Transforming Marriage
Houston Voice Blog
by Erwin de Leon
October 22, 2009
“I don’t know about this marriage
business,” Dick Leitsch muttered half-jokingly. “I
don’t feel so special anymore.” The former
Mattachine chief and Stonewall activist was
expressing a concern some in our community have
about how marriage is beginning to change us - how
we are losing our edge and identity, and becoming “heteronormative.”
How we are selling out.
Actor Rupert Everett was far less gracious.

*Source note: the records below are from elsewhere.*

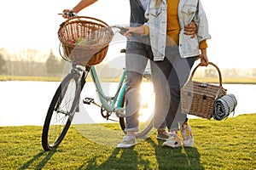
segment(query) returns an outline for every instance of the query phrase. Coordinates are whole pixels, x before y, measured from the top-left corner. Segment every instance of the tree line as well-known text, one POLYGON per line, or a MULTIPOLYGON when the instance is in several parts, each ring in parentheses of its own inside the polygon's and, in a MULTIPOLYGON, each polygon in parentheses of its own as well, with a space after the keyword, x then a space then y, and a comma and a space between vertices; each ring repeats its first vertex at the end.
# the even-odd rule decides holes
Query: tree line
MULTIPOLYGON (((67 61, 52 50, 49 54, 33 49, 10 54, 0 48, 0 75, 61 77, 66 64, 67 61)), ((109 68, 108 64, 98 65, 96 69, 101 77, 111 77, 113 73, 121 71, 109 68)))
MULTIPOLYGON (((0 75, 8 76, 63 76, 66 61, 61 56, 55 56, 52 50, 48 54, 42 52, 26 49, 19 54, 9 54, 5 48, 0 48, 0 75)), ((120 72, 120 69, 109 68, 108 64, 96 65, 101 70, 102 77, 120 72)), ((221 71, 224 77, 256 77, 256 68, 238 69, 225 68, 221 71)), ((203 68, 196 75, 203 77, 216 77, 218 72, 212 66, 203 68)))

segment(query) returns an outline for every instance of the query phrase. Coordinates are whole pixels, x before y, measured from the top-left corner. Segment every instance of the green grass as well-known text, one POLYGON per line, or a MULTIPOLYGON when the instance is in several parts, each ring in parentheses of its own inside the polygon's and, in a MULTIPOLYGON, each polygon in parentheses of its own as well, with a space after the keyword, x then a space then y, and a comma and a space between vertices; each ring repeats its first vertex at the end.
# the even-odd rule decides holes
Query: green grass
POLYGON ((114 139, 123 134, 111 123, 84 125, 83 130, 72 126, 58 149, 46 152, 41 146, 42 127, 0 127, 0 169, 253 170, 256 169, 255 120, 256 114, 220 122, 189 120, 195 146, 177 149, 161 147, 154 131, 134 148, 117 149, 114 139), (101 133, 106 128, 117 133, 101 133))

“Marriage? Babies? Please. I want to be illegal. I
want to live outside the mainstream … These awful
middle-class queens - which is what the gay movement
has become - are so tiresome.”
The fact of the matter is, whether opponents of
equality and some of us don’t like it, lesbians and
gays are getting married and the time will come when
all Americans can marry if they so choose. But how
the act and institution will change us is an
interesting question.
In her recently published book, "When Gay People
Get Married: What Happens When Societies Legalize
Same-Sex Marriage," economist and LGBT researcher
M.V. Lee Badgett asks, “Will marriage change gay
people?”
She writes that “Some hope so, arguing that gay
men will be more monogamous and gay relationships
more stable if same-sex couples can marry, and gays
and lesbians will be better assimilated into the
larger culture. Opponents of marriage equality
believe that gay and lesbian people will not be able
to gain from marriage, though. Others in the gay,
lesbian, and bisexual communities fear that
distinctive features of gay life will be transformed
in negative ways.”
At a book reading last week, she added that there
are those who fear that the relationships of
lesbians and gays who opt to stay in domestic
partnerships or in alternative arrangements (such as
polyamory) will be deemed inferior to those of
married couples.
Notwithstanding, those of us who choose to marry
will gain the stability and security that come from
the over 1,100 federal privileges and protections
different-sex couples enjoy and will feel that our
families are just as valid and valued like any
other.
A study by the Williams Institute, also
coauthored by Badgett, finds that as a result of
being able to marry in Massachusetts, individuals
feel more committed to their partners and more
accepted by their families and communities and are
more likely to be out. Nearly 90 percent of those
surveyed reported that all or most of their family
members supported their marriage.
Our children will likewise be better off if we
were to wed. Nearly all of the survey respondents
claimed that their children are happier. Many said
their children felt more secure and protected,
having gained a sense of stability and seeing their
families validated by society. Only 5 percent
admitted to their children being teased as a result
of their marriages.
Patrick James argues in GOOD Magazine that often
lost in the debate over marriage equality is the
beneficial effects on children. He maintains that
“in a world that celebrates the institution, the
perceptive distance between being gay and virtuous
collapses, and a young person can look forward to a
life of commitment, father or motherhood, and
inclusion in the shared experience that binds us as
a people.”
The sense of stability and security we and our
families will feel upon winning the right of
marriage becomes crucial as we age. In researching
lesbian and gay baby boomers, Brian deVries, a
professor of gerontology, discovered that those who
live in states that do not legally recognize
same-sex couples are more likely to have prepared
for the end of life by completing such documents as
living wills than those who live in states that do
recognize their relationships. At the same time,
these folks are more likely to have greater fears
and anxieties about end of life and later life
issues.
Dr. deVries explains, "The bottom line is that
those who reside in states that do not recognize
relationships or sanctioned marriages between
same-sex couples feel less cared for and less cared
about and must take extra legal steps to prepare for
their later years. The absence of recognition of
same-sex relationships conveys a sense of
second-class citizenship and a stress associated
with such unwelcome status."
Perhaps it’s not too bad after all to no longer
feel so special. In “selling out,” we stand to gain
a whole lot more. Equality, for one.